Comprehensive Exam Portfolio

Walker, John. Elements of Elocution.

Walker, John. Elements of Elocution. London: Cadell, Becket, Robinson, Dodsley, 1781.

After giving several lectures on English pronunciation at Oxford, Walker was asked to write this volume: not a “florid harangue” on the advantages of good reading (most likely a stab at Sheridan’s polemical lectures) but rather “some plain practical rules” that would aid in instruction. While his insights would hardly seem practical to a twenty-first-century reader, Walker’s Elements of Elocution was one of the most widely used and influential manuals of the late eighteenth-century elocution movement. Walker defines elocution as “that pronunciation which is given to words when they’re arranged into sentences and form discourse” (3). Elocution differs from pronunciation (his other area of expertise) in its focus on not single words, but words “in dependence on each other for sense” (3). His most explicit intervention in conversations on oral delivery and the art of speaking is his definition of the “two inflections of the voice” (72). He claims that the primary division of speaking sounds is into “upward and downward slides of the voice” (72) and his manual includes instructions on how to use these two slides or inflections in various types of sentences.

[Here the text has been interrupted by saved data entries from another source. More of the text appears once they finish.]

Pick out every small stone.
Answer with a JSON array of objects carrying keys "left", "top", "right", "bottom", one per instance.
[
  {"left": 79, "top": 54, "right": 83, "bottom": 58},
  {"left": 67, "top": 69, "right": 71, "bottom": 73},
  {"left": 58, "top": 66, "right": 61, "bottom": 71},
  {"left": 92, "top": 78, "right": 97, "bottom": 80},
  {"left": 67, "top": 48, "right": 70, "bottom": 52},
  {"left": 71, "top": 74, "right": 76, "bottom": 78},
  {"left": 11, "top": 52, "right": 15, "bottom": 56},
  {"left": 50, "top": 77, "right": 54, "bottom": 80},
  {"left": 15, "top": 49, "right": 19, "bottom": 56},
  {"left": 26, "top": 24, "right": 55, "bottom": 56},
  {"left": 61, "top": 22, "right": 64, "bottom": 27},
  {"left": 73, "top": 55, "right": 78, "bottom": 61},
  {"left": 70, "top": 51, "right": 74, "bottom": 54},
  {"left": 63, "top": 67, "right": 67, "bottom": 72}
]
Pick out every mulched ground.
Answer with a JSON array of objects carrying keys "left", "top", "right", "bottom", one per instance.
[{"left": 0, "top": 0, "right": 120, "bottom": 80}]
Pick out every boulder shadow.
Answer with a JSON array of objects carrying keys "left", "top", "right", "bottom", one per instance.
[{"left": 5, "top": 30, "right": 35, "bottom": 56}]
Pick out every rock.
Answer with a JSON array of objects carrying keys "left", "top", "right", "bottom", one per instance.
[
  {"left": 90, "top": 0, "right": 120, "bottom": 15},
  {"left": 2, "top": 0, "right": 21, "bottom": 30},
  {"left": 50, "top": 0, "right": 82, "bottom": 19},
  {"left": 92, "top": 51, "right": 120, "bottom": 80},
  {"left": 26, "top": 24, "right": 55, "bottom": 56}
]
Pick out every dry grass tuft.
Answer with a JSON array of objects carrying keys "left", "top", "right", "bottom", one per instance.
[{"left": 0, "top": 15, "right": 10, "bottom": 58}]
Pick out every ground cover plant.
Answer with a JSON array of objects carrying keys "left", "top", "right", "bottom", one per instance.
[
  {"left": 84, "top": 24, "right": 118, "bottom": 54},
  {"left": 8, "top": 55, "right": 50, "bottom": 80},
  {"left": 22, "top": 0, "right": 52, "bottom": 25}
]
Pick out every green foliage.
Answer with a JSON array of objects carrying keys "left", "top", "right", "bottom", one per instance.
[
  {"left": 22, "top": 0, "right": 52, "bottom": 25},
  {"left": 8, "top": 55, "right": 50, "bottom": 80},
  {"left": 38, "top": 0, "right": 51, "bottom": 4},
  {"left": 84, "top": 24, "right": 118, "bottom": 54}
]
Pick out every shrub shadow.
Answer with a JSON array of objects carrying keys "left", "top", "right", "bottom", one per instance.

While Walker presents his method as a new discovery, the voice’s “slides” had, as elocutionists like James Rush have pointed out, already been discussed in Steele’s Melody and Measure of Speech at the time of Walker’s publication. Most useful to me is Walker’s thorough discussion of the voice and body in the dramatic “Passions.” His writing here is also not entirely original; he himself admits his indebtedness to James Burgh’s writing on the passions in The Art of Speaking (1761). Walker claims that imitating his description of a passion would “awaken an original feeling of them in the breast of the reader” (315). He describes what Derrida would later call the “auto-affection” of speech in his critique of the metaphysics of presence: “the speaker, like the performer on a musical instrument, is wrought upon by the sound he creates; and, though active at the beginning, at length becomes passive, by the sound of his own voice on himself.” In speaking, then, he meets the passion “as it were, half way” (311), and passively experiences the passion instead of creating it. In this way, Walker markets his volume as not only an elocution manual, but also a sympathy manual, with tools for imitating and, hence, experiencing a variety of emotional states through the audition of one’s own vocal tones.